The country inspires thoughts of exotic realms, contorted politics, and beguiling women, not to mention the standard fare of Machu Picchu, the Andes mountains and the Amazon rainforest. It defies easy labeling by outside observers and more than a few Peruvians. It is also where I lived and worked a large share of my adult life and where my wife, daughter and son were born. The landscape, the people, the politics, the culture shaped our beings, our dreams. For me, Peru is not just an interesting case study, but a defining experience.
I bring together some of my writing about Peru and also point to some other Web material that make the country a little more comprehensible. I call this site Peruvian Graffiti because I never envisioned it as a formal portrait of the country and my understanding of it—rather, it's an impressionistic drawing made on a public canvas. I wrote a weekly political commentary and I always wanted to use that name for the column.
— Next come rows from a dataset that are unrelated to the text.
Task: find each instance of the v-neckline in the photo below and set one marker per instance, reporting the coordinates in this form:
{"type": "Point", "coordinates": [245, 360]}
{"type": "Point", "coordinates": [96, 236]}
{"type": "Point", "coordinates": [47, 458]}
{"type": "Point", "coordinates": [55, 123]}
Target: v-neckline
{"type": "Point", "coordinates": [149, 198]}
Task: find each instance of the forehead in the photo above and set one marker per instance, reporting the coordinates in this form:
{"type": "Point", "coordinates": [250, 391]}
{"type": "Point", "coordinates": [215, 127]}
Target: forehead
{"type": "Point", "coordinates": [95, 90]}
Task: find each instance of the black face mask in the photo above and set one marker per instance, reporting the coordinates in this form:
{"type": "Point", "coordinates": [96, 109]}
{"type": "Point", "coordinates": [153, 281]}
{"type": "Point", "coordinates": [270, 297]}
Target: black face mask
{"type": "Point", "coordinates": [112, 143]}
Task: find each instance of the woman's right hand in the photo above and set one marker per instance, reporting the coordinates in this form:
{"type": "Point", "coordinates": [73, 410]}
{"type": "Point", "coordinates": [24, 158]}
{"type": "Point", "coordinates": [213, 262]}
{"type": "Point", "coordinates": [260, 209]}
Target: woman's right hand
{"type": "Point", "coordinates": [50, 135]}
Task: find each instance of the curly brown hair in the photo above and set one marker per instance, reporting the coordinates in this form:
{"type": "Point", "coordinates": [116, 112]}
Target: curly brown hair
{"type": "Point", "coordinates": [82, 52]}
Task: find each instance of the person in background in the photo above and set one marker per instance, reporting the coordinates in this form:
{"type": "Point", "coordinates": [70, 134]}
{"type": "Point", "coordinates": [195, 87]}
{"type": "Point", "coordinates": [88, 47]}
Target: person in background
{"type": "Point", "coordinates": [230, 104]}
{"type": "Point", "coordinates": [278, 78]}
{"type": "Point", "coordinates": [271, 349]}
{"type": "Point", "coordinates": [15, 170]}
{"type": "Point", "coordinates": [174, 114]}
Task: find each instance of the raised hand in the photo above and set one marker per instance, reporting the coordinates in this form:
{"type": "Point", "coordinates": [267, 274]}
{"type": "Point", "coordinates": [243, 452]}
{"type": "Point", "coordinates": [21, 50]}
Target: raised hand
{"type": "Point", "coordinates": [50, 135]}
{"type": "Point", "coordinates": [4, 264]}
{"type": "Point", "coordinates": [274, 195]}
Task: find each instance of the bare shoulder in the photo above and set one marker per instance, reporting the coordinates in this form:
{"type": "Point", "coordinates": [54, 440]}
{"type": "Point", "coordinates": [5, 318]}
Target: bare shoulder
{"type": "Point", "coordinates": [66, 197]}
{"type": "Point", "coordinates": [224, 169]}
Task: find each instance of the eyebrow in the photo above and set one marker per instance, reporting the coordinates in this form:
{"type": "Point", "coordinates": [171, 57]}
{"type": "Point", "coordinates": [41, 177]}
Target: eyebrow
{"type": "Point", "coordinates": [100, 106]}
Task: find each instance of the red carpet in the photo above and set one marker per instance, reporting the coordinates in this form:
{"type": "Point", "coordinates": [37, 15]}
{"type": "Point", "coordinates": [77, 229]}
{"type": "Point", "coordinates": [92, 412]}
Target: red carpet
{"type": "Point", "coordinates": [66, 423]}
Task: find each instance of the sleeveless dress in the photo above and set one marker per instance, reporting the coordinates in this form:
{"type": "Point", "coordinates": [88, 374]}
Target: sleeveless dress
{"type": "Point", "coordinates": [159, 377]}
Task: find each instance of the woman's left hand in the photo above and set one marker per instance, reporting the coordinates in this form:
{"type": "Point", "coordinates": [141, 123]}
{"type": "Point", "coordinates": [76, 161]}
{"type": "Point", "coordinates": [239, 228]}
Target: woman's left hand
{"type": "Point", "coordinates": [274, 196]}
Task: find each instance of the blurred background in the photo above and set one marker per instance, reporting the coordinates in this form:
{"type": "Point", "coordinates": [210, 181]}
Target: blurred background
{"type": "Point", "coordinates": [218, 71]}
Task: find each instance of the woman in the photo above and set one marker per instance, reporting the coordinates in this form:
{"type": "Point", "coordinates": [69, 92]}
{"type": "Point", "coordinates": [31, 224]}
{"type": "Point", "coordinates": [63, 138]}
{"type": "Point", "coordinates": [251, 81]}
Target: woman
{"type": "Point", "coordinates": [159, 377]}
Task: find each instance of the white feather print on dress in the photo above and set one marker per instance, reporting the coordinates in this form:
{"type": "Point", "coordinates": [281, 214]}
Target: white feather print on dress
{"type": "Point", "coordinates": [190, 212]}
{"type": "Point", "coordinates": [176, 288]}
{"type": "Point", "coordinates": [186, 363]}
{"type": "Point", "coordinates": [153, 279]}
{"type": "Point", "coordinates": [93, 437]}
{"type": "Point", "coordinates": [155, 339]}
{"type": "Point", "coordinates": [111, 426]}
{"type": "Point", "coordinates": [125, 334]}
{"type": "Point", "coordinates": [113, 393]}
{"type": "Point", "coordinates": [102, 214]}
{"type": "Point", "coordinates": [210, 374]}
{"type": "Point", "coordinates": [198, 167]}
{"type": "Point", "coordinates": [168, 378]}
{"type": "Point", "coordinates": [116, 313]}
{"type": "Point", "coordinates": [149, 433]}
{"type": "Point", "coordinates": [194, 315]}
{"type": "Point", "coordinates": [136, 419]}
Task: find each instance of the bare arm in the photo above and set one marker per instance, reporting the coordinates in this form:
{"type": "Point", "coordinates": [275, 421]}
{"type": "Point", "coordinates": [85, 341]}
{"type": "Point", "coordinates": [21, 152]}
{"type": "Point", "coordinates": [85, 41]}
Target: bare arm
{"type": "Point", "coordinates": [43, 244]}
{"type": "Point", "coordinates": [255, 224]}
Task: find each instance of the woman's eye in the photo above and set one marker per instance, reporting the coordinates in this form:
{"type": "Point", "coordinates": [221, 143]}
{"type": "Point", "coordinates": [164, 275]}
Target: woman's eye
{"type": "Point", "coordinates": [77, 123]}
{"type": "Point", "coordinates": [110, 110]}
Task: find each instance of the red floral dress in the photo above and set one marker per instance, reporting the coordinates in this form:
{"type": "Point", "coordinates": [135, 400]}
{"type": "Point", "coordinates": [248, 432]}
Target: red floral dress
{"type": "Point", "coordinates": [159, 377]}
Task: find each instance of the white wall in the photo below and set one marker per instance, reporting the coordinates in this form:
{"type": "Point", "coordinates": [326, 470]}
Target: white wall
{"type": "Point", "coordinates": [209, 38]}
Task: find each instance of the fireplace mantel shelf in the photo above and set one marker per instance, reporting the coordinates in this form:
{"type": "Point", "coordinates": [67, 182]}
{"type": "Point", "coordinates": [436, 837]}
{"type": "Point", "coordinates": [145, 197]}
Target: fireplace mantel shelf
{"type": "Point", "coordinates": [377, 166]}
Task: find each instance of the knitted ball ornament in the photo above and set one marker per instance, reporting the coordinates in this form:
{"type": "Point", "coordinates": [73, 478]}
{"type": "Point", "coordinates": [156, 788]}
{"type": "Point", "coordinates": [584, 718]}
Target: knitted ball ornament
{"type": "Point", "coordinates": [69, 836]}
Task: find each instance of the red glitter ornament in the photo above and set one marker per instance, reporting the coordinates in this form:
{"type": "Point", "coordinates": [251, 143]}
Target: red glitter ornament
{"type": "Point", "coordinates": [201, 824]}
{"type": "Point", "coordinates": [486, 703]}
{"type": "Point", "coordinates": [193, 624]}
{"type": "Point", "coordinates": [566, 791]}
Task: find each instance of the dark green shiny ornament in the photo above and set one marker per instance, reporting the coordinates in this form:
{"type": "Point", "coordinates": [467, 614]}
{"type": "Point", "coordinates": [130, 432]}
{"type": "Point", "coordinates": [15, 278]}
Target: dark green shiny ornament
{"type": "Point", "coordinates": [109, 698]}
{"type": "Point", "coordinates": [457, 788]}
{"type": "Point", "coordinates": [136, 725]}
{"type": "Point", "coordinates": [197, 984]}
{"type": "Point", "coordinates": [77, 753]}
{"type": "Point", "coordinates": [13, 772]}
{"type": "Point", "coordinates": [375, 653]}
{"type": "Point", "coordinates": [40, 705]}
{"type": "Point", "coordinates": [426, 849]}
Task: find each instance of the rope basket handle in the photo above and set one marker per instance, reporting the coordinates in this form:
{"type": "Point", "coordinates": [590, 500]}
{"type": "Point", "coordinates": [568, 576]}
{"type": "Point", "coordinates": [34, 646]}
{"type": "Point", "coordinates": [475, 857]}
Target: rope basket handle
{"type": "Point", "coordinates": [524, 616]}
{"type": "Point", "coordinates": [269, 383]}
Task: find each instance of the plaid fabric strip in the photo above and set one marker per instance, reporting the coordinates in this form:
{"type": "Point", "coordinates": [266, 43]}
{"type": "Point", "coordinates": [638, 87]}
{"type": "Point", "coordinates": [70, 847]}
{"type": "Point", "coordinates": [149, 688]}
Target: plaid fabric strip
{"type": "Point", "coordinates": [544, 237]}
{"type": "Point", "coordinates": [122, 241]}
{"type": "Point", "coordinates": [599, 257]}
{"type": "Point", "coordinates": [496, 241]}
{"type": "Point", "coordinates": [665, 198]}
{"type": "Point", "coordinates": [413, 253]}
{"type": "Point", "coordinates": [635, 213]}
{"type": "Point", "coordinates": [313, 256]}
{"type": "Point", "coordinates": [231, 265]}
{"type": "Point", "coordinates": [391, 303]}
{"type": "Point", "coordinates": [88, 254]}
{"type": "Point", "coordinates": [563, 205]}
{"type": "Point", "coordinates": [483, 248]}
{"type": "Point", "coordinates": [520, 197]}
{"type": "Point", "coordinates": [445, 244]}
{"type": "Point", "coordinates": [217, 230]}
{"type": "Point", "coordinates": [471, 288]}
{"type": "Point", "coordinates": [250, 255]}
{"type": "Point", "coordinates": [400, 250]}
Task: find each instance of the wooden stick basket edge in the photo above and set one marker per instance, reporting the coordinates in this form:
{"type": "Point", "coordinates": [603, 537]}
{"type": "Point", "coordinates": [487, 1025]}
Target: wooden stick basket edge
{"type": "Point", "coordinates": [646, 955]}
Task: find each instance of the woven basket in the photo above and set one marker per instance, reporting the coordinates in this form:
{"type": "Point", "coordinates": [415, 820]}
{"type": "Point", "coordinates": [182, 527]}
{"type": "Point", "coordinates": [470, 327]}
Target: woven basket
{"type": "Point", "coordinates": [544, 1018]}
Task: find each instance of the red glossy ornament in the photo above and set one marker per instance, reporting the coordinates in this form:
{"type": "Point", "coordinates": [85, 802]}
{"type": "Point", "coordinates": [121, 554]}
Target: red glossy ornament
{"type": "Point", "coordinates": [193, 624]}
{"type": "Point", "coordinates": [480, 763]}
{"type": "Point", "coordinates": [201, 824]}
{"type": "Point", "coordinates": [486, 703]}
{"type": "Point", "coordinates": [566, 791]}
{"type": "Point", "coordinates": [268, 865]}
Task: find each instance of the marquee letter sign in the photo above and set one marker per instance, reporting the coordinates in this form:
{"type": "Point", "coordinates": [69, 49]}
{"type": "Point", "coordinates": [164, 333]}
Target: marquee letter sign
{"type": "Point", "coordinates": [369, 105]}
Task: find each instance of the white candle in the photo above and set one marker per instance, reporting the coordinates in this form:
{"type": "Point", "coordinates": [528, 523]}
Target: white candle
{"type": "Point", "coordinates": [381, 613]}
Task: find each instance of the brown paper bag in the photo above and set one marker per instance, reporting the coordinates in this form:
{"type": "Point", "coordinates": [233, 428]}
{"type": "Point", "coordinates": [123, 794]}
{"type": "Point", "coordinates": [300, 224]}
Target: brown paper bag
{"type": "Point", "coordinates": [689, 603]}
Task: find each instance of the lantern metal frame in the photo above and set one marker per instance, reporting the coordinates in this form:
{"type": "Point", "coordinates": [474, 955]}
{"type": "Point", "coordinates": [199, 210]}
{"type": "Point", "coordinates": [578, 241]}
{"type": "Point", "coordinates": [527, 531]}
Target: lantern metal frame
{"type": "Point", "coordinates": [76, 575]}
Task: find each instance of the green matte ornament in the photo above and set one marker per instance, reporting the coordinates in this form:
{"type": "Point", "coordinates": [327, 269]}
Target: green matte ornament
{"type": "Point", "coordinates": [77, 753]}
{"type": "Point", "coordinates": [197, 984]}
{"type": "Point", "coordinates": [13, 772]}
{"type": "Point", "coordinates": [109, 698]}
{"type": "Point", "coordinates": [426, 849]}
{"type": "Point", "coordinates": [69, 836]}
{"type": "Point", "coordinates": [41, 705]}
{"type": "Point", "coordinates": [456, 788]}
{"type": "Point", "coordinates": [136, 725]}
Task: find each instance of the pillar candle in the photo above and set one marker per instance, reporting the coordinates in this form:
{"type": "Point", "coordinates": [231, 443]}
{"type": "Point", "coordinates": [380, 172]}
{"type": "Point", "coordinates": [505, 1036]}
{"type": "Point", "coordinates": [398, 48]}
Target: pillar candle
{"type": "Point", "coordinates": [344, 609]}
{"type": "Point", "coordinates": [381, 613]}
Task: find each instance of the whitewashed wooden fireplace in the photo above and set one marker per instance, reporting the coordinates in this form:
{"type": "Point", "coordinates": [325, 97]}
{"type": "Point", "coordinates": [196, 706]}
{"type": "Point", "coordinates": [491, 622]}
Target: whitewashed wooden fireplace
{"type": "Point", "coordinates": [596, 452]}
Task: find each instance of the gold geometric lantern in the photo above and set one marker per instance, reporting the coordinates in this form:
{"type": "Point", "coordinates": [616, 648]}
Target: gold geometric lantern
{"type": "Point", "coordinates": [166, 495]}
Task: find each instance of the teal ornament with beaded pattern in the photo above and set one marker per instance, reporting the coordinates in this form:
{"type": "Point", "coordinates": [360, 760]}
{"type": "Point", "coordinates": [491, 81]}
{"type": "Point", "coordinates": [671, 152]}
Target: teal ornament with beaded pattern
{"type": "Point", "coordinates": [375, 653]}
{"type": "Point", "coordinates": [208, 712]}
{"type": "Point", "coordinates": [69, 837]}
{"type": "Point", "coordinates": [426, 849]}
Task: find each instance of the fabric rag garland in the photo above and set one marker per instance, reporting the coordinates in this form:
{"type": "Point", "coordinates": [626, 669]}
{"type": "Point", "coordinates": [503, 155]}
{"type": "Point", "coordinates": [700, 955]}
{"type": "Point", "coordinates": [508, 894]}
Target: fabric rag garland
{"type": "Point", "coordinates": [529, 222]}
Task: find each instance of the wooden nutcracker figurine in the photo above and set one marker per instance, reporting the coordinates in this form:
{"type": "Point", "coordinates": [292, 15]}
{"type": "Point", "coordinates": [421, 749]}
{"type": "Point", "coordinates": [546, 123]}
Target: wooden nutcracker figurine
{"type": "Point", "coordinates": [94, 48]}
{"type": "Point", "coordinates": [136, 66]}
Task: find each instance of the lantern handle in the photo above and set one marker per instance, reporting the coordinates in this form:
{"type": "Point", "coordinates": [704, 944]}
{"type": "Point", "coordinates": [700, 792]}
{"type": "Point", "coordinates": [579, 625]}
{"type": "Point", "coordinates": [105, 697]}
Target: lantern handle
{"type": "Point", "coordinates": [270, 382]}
Since I left Peru for the last time in 1996, Peru continued in upheaval, even after President Alberto Fujimori's resignation and the incoming government of Alejandro Toledo. My Peruvian politics resource includes the past of political violence, human rights abuses and Sendero Luminoso guerrillas. And in a stroke of "deja vu all over again," Alan Garica returned to the Casa de Pizarro. Now the Peruvians have elected the first "left wing" president, Ollanta Humala. On the bright side, it bucked a couple of lost decades of development and now has one of the strongest economies in the Americas.
However, I have not visited in Peru since 2003, 10 years now, and I have lost my bearings in the maze of Peruvian politics and culture. That's why I have stopped commenting on my Peruvian blog, La Esquina del Movimiento.
Writing is the process that has defined me and how I relate to the world
around me. News reporting, essays, poetry and translations were how I
started out. Now it's concentrating on the web as the medium. See the writing section for other examples of my
writing. For that matter, look throughout this site.
I am in the process of starting a new publishing venture that will assist Peruvian literary magazine test the waters as an electronic publicaiton.
I have another site Prana Journal — it's mainly a weblog about yoga, meditation, mindulness, spirituality and other matters of the heart/mind/body. It's all about residing in and fulfilling the potential of the moment.
It's become my main writing outlet as I record my learning experience with yoga.